E’ giusto che ogni mascherina venduta da quella farmacia venga regolarmente pagata, secondo un prezzo che poi dipende anche dalla sensibilità del farmacista in questione, appartenente ad una categoria di ricchi che magari potrebbero anche fare un pò di beneficienza su queste cose. Ma diciamo che ciò non è certamente obbligatorio, mentre è un diritto quello di farsi pagare la vendita di questo oggetto divenuto preziossissimo e agognatissimo.

Quello che ci ha colpiti e che indispettito anche molti che hanno commentato, sempre attraverso facebook, questa informazione fornita dalla farmacista Paternuosto, è rappresentato dal contenuto dell’annuncio finale: finalmente le mascherine sono arrivate. Pacchi da 50 pezzi.

Dunque, non “in pacchi da 50 pezzi”, ma “pacchi da 50 pezzi“. L’assenza della preposizione semplice, apparentemente insignificante, significa, eccome. Segnalando infatti che le mascherine erano custodite in pacchi da 50 pezzi, questa farmacista avrebbe fornito un’indicazione ai potenziali acquirenti sulla possibilità di acquistarle in numero rilevante, magari un pacco intero, lasciando non aperta la possibilità, per chi magari non se lo può permettere, e sono tanti, della vendita anche di una singola mascherina, oppure di 2, 3, 5 o 10 di queste mascherine.

Invece, “pacchi da 50 pezzi“. Qui, la signora Paternuosto ha dimostrato più talento per il commercio che per la professione che, invece, svolge. E d’altronde, tutti hanno capito bene. Qualcuno ha protestato. Ma la signora Paternuosto ha risposto che la vendita è solo per scatola, perchè quelle mascherine sono sterili e quindi verrebbero contaminate, in caso di vendita, diciamo così, sfusa.

Ora, tante farmacie stanno vendendo le mascherine a pezzi, cioè accontentando i clienti in base alle loro tasche. Ciò significa che in tante altre farmacie non è stato considerato un problema come quello della sterilità.
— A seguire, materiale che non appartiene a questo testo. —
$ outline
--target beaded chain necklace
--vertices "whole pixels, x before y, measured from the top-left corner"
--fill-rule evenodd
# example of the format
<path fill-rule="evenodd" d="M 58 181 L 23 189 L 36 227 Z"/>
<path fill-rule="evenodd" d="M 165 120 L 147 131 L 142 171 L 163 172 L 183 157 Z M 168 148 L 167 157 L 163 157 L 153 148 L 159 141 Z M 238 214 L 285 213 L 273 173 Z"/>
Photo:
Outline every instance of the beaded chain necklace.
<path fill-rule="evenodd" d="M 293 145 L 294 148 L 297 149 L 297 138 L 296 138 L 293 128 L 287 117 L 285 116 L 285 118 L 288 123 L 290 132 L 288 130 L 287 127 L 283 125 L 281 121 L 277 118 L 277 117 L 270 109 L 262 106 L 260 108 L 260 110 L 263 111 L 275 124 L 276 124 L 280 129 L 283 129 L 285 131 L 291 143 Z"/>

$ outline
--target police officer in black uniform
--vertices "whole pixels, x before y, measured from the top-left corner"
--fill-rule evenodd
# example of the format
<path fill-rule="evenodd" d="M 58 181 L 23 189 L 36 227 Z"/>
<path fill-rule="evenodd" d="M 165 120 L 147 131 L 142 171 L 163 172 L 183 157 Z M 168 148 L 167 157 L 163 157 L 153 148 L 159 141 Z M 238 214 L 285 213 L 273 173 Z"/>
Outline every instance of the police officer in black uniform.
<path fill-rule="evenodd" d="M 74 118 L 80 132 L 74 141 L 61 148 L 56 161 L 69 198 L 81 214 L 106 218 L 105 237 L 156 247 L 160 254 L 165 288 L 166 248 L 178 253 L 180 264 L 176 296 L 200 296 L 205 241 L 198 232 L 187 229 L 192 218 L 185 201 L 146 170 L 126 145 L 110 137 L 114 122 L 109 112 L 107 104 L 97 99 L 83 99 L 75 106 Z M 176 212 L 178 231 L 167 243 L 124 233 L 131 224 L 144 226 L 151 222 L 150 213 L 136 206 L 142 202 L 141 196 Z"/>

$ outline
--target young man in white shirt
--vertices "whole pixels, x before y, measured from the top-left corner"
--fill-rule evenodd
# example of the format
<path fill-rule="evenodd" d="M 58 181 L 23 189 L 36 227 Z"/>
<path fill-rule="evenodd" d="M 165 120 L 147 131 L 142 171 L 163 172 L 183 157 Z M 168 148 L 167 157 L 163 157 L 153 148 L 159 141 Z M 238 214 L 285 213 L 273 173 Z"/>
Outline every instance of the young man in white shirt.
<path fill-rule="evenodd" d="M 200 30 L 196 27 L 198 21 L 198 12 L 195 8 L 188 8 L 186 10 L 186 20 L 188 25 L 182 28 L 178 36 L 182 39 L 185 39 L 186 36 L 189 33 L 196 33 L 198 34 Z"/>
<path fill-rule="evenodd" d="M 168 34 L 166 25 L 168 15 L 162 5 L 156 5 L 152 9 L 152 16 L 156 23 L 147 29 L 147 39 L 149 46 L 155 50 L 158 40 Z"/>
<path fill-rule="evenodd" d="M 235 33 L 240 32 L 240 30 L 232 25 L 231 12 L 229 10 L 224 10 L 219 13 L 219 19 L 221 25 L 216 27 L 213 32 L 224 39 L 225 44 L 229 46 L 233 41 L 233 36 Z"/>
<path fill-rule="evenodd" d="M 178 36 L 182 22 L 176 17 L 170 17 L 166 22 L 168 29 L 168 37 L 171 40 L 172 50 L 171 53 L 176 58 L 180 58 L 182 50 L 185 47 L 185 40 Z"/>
A pensarci bene, la farmacia non è un negozio di generi alimentari, ma un luogo sanitario nel quale chi ci lavora ha la possibilità di mettere a punto attività e presidi in grado di tutelare la sterilità delle preziose mascherine.

E poi, quelle chirurgiche sono presidi che storicamente appartengono alla categoria dell’usa e getta. Anche per questo non costano come le altre mascherine, tipo ffp2 e ffp3. Insomma, in questa farmacia, almeno fino a ieri, chi voleva acquistare mascherine chirurgiche doveva scucire 90 euro.

Ripetiamo, legittimo, ma non certo edificante.